I’m at an early stage of a unity project and a thought occurred to me that could be a deal breaker for the entire project.
My final product will have a single character displayed on a screen with his/her armor pieces dynamically controlled by a character id fed into the url of the page.
As I have to be able to account for any combination of the hundreds of possible pieces that go onto these characters, I’m very concerned about the web client having to download every mesh piece and texture we’ve ever made to be able to do this.
So my questions:
A) Will a web player pull the entire contents of all my meshes in project folders before it displays on screen to the end user?
B) If so, is there a way to dynamically pull mesh render and material data from a web source on demand (packages would be out of the question as I can’t see us making literally 1,000+ downloadable asset packages)
The end result will be very similar to https://www.heroforge.com/
Thank you
To answer question A:
If you create a webbuild of your project, every asset that should be included in your build, will be compressed and packed into the .unity3d file. So yes, all models / textures / … you reference from a scene (that is included in the build settings) or that is located in a resources folder will be part of your build and will be loaded when the game is run.
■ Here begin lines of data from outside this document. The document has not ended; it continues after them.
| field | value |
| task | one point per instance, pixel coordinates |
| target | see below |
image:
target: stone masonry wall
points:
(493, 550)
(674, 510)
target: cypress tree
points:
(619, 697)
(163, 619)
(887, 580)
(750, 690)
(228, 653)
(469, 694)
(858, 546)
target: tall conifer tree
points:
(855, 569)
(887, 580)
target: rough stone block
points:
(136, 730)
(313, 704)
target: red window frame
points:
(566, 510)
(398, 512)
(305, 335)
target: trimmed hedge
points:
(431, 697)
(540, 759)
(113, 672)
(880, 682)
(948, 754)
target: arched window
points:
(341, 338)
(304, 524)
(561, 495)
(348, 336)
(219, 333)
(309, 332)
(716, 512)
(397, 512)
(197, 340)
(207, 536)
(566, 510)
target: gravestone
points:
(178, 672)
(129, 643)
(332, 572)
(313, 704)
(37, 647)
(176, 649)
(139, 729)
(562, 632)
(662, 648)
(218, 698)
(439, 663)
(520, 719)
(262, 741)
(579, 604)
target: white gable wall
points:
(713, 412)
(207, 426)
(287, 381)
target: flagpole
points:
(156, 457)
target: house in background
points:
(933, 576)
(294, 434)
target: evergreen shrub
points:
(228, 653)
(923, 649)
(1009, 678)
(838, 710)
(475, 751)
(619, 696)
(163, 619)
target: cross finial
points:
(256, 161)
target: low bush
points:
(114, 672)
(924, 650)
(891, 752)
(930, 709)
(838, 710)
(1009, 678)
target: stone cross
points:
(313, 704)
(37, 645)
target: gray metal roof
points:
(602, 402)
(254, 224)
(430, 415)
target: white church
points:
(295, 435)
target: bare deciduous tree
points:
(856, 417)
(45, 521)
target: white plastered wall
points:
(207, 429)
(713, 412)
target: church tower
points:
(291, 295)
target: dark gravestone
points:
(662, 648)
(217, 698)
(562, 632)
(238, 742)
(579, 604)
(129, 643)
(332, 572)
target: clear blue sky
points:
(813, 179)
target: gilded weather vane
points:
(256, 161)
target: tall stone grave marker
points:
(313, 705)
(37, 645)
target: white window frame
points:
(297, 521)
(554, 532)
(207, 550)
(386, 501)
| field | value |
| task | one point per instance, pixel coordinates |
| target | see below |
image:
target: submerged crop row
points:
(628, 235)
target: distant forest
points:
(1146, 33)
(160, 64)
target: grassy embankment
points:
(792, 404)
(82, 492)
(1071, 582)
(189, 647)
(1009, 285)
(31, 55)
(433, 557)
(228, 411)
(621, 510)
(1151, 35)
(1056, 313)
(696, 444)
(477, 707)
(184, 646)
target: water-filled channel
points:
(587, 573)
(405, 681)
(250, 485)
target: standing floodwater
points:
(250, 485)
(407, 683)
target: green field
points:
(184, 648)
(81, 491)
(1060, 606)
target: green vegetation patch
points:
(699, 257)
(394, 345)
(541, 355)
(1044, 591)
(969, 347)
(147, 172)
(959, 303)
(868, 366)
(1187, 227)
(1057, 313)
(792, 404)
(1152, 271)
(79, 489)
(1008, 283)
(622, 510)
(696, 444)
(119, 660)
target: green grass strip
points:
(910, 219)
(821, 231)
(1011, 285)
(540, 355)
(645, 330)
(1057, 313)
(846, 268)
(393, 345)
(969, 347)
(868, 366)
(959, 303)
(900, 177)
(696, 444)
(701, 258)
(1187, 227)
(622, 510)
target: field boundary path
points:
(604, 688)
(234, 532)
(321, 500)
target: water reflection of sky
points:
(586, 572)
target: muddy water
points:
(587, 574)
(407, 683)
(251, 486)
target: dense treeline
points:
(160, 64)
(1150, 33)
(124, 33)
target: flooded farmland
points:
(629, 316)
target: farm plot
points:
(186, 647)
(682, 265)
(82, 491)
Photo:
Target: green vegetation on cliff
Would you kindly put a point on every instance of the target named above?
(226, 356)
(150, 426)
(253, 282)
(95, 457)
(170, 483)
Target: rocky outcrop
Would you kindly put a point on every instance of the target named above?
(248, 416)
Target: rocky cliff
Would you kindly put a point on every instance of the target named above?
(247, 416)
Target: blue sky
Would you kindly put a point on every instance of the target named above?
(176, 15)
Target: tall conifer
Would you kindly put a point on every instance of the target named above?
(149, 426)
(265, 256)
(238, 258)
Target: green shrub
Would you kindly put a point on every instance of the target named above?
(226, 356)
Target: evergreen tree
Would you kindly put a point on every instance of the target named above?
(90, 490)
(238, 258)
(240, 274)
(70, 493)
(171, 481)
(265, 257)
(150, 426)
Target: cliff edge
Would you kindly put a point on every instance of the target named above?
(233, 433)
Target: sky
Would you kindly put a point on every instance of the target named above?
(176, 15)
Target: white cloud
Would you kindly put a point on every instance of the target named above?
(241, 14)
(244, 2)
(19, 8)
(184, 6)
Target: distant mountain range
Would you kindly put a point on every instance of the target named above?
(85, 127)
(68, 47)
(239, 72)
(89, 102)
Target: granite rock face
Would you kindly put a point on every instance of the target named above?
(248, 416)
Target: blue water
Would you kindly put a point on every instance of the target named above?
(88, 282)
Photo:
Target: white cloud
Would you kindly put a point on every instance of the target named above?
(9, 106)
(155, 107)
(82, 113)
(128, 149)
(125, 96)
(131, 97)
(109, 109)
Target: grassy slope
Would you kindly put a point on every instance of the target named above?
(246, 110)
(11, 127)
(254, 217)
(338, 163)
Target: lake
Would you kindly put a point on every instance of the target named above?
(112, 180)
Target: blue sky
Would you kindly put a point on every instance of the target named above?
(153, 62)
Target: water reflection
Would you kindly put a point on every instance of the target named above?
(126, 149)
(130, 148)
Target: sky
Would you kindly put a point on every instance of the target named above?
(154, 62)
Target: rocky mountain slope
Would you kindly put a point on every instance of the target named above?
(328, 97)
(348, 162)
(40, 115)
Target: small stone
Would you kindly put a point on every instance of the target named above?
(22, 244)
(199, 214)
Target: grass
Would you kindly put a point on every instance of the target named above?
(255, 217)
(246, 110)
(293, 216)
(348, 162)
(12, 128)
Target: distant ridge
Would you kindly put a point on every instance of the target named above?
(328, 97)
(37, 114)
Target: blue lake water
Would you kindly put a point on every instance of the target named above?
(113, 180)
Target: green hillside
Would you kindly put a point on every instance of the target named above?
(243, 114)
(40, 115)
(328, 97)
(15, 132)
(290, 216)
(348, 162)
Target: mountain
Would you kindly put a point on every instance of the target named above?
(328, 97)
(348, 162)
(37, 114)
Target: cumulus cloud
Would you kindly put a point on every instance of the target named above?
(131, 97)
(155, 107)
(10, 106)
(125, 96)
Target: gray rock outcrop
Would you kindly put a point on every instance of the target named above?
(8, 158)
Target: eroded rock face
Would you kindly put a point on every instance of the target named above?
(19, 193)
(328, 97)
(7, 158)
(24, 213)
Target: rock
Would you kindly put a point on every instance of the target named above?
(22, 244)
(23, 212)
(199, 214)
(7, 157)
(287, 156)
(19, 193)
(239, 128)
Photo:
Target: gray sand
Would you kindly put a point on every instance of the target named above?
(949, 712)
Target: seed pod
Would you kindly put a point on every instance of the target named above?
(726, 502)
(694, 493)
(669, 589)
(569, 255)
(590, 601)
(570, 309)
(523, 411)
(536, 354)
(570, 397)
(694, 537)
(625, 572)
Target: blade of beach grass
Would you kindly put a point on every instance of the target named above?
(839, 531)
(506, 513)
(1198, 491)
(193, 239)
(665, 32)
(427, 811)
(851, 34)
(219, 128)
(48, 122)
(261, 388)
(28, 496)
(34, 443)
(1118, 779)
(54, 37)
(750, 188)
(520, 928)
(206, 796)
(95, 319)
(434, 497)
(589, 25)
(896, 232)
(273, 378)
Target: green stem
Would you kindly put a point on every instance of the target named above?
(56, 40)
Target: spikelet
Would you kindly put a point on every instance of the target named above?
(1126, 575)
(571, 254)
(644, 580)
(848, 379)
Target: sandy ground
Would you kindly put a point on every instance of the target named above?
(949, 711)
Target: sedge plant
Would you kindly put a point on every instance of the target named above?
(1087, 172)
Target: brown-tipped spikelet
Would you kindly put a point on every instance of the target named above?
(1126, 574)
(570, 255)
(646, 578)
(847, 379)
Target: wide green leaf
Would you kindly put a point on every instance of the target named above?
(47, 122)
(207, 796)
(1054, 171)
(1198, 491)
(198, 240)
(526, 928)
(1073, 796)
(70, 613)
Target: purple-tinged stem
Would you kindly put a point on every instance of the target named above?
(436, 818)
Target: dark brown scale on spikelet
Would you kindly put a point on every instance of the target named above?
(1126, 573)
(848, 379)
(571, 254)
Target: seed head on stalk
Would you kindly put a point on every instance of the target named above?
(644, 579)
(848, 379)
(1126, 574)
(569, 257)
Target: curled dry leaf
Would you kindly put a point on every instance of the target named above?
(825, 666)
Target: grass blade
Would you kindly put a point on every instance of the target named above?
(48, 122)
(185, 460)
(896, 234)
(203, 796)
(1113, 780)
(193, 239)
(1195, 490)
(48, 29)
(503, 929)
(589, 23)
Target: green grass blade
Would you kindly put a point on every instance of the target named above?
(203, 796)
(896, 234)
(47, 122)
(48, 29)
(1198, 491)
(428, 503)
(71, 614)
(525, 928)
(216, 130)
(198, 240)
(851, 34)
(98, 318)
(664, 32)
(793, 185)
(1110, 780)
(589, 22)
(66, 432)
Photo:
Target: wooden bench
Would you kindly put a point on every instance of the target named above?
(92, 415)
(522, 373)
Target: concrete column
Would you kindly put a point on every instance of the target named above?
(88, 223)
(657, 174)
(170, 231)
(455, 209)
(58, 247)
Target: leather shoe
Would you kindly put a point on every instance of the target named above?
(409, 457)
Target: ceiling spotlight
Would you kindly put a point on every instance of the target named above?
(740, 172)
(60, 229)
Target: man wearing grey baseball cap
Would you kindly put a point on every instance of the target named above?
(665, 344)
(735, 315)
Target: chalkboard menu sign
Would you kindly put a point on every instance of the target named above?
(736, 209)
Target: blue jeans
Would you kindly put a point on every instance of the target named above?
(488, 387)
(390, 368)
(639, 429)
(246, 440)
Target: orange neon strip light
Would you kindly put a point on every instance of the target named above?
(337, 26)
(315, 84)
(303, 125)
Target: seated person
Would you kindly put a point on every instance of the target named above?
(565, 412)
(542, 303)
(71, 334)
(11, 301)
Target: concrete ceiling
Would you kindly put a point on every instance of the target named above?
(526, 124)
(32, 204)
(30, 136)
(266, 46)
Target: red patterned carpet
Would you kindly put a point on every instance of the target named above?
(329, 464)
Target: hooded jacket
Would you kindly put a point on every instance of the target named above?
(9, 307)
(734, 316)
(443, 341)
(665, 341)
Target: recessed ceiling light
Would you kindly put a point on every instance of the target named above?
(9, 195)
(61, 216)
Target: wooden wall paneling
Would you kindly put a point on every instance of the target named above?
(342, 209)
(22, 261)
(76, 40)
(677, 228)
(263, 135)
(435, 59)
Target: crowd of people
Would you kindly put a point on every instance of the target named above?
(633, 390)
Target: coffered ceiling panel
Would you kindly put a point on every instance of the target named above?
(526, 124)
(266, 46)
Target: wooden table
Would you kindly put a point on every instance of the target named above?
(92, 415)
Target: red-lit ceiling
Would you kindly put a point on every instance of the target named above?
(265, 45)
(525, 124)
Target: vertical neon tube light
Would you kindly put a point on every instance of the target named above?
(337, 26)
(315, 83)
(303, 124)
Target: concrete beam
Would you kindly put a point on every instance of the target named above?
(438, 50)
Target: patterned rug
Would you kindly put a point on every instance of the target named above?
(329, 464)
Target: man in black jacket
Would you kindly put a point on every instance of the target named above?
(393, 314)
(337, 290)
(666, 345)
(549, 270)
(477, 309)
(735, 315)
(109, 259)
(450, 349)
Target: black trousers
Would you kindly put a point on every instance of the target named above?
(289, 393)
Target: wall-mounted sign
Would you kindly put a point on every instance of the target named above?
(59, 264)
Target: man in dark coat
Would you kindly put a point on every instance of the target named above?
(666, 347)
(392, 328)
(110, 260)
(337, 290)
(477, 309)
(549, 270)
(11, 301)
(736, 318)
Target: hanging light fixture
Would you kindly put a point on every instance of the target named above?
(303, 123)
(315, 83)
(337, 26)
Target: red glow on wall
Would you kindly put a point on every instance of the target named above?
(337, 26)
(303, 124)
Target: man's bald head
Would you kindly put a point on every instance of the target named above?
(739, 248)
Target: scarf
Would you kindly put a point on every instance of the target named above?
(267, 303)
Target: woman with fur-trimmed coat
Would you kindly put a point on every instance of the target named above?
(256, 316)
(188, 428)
However there are some things you should remember:
- Assets in resources folders are loaded right at the beginning, since Unity can’t know when you want to load one of these. If you have a lot of content, don’t use “resources” folders.
- If you build your webplayer as a streaming webplayer, the game will start as soon as the first scene (scene 0) has finished loading. That means the game starts while the rest of the webplayer file is still loaded in the background. You can check if a certain level has finished downloading with Application.CanStreamedLevelBeLoaded or GetStreamProgressForLevel. So a solution here could be to spread assets across multiple levels and load them (once they finished downloading) additively when needed.
To answer question B:
Unity has no support at runtime for loading models / mesh data besides AssetBundles. If you have a loader for a certain file format (.OBJ loader for example) you can roll your own content loading system. If you have Unity pro, AssetBundles are probably the best solution as they allow loading precreated and verified models including animations, materials, textures, …
Keep in mind that you can create an Editor script which creates / updates the assetbundles for you. You have to use some naming convention anyways since you have to actually load the content from a server. The actual workflow highly depends on your input format (file format, file names, file locations) and your desired output.